Enter California, with its 55 electoral votes, more than any other state (Texas is #2 with 34). GOP strategists in California want to move the state to a district allocation method, like Maine and Nebraska, and away from the winner-take-all method. The result? From a New York Times editorial:

If California abandons its winner-take-all rule while red states like Texas do not, it will be hard for a Democratic nominee to assemble an Electoral College majority, even if he or she wins a sizable majority of the popular vote. That appears to be just what the backers of the California idea have in mind.

So forget about actual Electoral College reform. This ballot initiative is only after trying to prevent a Democratic candidate from winning the White House in the future. The Democratic candidate is usually assured to win all of California’s electoral votes and needs to win California in order to either win the White House or have a shot at it.

The group behind the initiative is called Californians for Equal Representation and has ties to a major donor to the infamous Swift Boat Veterans for Truth.
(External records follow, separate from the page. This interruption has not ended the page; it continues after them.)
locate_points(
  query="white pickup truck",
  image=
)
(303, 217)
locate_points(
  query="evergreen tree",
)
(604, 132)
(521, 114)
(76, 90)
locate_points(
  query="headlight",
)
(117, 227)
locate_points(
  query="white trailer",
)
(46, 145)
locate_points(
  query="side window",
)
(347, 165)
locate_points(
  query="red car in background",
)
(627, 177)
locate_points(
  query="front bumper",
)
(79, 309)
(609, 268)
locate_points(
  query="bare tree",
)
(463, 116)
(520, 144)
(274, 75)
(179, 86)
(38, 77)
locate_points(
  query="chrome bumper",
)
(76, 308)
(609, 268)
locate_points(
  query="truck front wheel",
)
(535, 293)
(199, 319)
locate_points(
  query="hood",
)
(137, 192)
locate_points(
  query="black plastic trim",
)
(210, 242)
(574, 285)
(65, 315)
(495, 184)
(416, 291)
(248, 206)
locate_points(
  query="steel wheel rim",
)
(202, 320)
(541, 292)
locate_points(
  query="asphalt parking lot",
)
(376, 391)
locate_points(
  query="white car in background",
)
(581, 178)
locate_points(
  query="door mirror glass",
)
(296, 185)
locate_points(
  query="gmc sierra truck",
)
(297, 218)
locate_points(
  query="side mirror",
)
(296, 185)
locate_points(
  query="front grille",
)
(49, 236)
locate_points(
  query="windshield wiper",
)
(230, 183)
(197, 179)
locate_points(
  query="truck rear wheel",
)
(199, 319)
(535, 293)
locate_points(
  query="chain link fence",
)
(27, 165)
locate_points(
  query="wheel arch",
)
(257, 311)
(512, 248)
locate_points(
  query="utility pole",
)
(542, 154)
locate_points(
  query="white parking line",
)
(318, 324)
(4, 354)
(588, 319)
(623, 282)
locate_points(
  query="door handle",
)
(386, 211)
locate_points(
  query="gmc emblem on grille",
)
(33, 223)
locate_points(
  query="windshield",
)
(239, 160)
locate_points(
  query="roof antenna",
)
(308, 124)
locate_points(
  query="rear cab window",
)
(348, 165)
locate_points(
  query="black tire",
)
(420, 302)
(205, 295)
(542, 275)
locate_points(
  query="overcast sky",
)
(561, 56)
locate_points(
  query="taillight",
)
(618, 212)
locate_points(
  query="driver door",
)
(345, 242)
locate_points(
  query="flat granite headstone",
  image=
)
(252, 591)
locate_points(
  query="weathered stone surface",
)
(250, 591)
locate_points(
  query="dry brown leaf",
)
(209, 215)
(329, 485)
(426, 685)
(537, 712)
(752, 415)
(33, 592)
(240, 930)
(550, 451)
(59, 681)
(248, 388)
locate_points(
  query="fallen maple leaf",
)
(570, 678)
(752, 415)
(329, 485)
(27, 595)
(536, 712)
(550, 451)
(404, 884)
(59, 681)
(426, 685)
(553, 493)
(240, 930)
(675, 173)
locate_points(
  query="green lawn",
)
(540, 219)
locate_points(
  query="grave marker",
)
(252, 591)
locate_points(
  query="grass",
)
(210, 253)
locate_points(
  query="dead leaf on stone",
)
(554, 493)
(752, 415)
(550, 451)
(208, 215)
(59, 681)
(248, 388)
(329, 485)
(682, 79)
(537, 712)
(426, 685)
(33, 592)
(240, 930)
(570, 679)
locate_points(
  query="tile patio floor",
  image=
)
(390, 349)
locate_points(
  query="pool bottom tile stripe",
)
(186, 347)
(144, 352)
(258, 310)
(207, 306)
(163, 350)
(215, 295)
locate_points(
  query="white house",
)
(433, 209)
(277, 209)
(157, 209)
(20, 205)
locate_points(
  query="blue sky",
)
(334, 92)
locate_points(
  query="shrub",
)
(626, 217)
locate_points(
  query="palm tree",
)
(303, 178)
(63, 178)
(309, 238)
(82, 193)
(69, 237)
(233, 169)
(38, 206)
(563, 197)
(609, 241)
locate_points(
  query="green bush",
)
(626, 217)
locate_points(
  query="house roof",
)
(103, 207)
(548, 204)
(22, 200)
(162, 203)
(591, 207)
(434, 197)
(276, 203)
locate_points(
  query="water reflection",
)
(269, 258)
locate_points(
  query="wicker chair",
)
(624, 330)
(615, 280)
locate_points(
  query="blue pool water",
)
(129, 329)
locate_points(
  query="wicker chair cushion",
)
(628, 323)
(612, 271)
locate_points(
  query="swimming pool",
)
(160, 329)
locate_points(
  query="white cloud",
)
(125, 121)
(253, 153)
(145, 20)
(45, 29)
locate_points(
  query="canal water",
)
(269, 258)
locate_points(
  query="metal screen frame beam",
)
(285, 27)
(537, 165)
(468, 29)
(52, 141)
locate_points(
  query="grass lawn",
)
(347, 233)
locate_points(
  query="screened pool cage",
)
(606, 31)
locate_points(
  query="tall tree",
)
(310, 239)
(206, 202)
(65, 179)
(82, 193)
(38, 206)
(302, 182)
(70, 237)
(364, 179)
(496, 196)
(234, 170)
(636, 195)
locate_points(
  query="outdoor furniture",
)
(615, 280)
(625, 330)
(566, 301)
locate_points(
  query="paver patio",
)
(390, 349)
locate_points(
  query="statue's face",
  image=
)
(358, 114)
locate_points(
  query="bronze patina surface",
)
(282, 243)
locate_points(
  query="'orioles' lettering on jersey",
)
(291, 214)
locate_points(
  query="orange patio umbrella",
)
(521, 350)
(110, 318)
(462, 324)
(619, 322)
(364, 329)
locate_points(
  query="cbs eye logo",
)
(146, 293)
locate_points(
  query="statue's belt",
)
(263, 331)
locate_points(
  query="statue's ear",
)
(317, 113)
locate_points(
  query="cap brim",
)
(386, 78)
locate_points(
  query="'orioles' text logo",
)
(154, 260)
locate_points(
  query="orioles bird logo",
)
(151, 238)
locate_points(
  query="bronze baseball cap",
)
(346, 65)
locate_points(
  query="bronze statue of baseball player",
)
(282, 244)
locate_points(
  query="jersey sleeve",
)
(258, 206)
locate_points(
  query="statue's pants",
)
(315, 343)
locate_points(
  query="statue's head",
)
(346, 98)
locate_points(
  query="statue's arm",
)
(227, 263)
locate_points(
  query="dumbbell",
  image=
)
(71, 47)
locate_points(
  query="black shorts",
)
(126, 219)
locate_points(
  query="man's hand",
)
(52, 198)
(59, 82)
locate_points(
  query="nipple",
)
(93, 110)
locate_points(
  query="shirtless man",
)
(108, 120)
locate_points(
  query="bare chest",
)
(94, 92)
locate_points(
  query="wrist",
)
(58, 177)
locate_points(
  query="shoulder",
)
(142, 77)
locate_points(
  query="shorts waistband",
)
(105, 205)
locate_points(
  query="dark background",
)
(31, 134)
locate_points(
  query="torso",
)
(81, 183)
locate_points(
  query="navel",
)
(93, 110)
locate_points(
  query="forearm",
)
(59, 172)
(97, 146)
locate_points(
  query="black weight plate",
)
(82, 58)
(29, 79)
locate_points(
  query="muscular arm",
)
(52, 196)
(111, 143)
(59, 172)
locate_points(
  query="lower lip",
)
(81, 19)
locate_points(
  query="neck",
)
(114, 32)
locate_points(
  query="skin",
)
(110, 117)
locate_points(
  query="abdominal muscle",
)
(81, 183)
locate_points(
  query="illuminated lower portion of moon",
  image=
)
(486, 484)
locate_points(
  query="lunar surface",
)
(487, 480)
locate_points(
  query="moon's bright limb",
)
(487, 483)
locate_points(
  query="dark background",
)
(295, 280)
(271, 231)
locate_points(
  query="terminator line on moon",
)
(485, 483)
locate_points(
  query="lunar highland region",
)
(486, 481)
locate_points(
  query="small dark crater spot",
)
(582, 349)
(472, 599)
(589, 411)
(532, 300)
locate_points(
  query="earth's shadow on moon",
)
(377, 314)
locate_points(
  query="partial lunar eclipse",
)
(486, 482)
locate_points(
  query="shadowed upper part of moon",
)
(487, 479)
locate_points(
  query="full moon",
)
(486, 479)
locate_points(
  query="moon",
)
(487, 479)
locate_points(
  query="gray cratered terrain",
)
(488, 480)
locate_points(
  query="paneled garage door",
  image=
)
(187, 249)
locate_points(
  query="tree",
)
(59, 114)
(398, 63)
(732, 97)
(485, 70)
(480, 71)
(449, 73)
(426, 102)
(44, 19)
We can only hope the citizens of California realize this rosy-sounding group is up to shameful and divisive tactics. Otherwise, presidential politics will surely change for the foreseeable future, and not in a positive way.

As I did for the North Carolina article, here are the results of past presidential elections with this proposal applied, as computed by my thesis:

Kerry: 33
Bush: 22

Gore: 35
Bush: 19

Clinton: 38
Dole: 16

Clinton: 38
Bush: 16

Bush: 25
Dukakis: 22

Reagan: 39
Mondale: 8

So as a hypothetical, let’s say in 2000 it was Al Gore who won the Electoral College 271 to 267 rather than the opposite way it turned out. Had California allocated its electoral votes with the district method, the election would have been overturned, giving George W. Bush a 286 to 252 majority (CA had 54 electoral votes in 2000 if you’re checking my math).